Tredici miliardi di investimento, notevole riduzione dei tempi di percorrenza sulle principali tratte, interventi di potenziamento infrastrutturale, notevole salto di qualità tecnologico con la realizzazione di tre vere e proprie “cabine di regia” per gestire meglio il traffico ferroviario, eliminazione di numerosi passaggi a livello e riqualificazione a medio termine di numerose stazioni ferroviarie siciliane che saranno adeguate secondo più moderni criteri di sicurezza e confort.

C’è tutto questo nel piano di investimenti di Rfi, Rete Ferroviaria Italiana, società del gruppo Ferrovie dello Stato, che punta a una rivisitazione della rete ferroviaria siciliana, decisamente carente allo stato attuale.

Uno dei principali investimenti, circa 8 miliardi, sarà dedicato al collegamento Palermo – Catania – Messina che è parte integrante del Corridoio europeo TEN-T Scandinavo-Mediterraneo: a regime sarà possibile coprire la tratta in circa 2 ore e mezza grazie alla possibilità di percorrere alcuni tratti alla velocità di 250 chilometri all’ora. L’obiettivo è percorrere in un’ora e 50 minuti il tratto Palermo – Catania e in 45 minuti il segmento Catania – Messina dove sono previsti raddoppi della linea ferrata.

Altri lavori importanti sono previsti sulla linea Palermo – Catania, tra Bicocca e Catenanuova (già pubblicato il bando di gara). Sulla linea Palermo – Messina sono invece previsti nuovi raddoppi tra Ogliastrillo e Castelbuono.

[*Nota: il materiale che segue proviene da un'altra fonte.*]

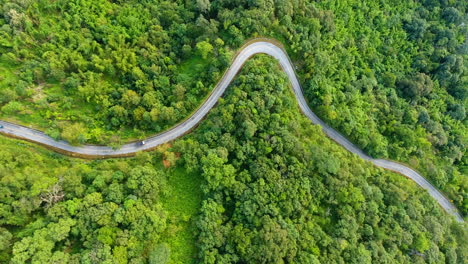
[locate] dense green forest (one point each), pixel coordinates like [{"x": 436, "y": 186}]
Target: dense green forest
[
  {"x": 254, "y": 183},
  {"x": 390, "y": 75}
]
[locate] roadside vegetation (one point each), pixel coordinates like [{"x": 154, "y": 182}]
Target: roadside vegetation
[
  {"x": 390, "y": 75},
  {"x": 255, "y": 182}
]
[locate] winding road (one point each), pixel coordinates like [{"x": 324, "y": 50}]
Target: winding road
[{"x": 256, "y": 47}]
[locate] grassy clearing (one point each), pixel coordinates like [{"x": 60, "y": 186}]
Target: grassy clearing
[{"x": 182, "y": 204}]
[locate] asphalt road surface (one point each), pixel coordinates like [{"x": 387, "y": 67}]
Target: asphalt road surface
[{"x": 182, "y": 128}]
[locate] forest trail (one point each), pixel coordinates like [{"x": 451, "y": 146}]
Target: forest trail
[{"x": 255, "y": 47}]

A Palermo dovrà essere completata l’ultima parte dei lavori relativi al Passante Ferroviario, dopo che nel 2018 sono stati riattivati i collegamenti tra la Stazione Centrale e l’aeroporto di Punta Raisi.

Altri interventi di velocizzazione saranno effettuati sulla Catania – Siracusa, tra Bicocca e Targia. Entro quattro anni verrà ripristinato a regime il collegamento tra Caltagirone e Gela (c’è da ricostruire un ponte demolito e da consolidare quelli attualmente esistenti). Previsto anche l’accorciamento dei tempi di percorrenza tra Palermo e Trapani.

Un capitolo di investimenti è dedicato allo Stretto di Messina dove dal 2020 potrebbe già entrare in funzione una nuova nave, “gemella” della Trinacria che già opera i collegamenti tra la Sicilia e la Calabria dal 2018.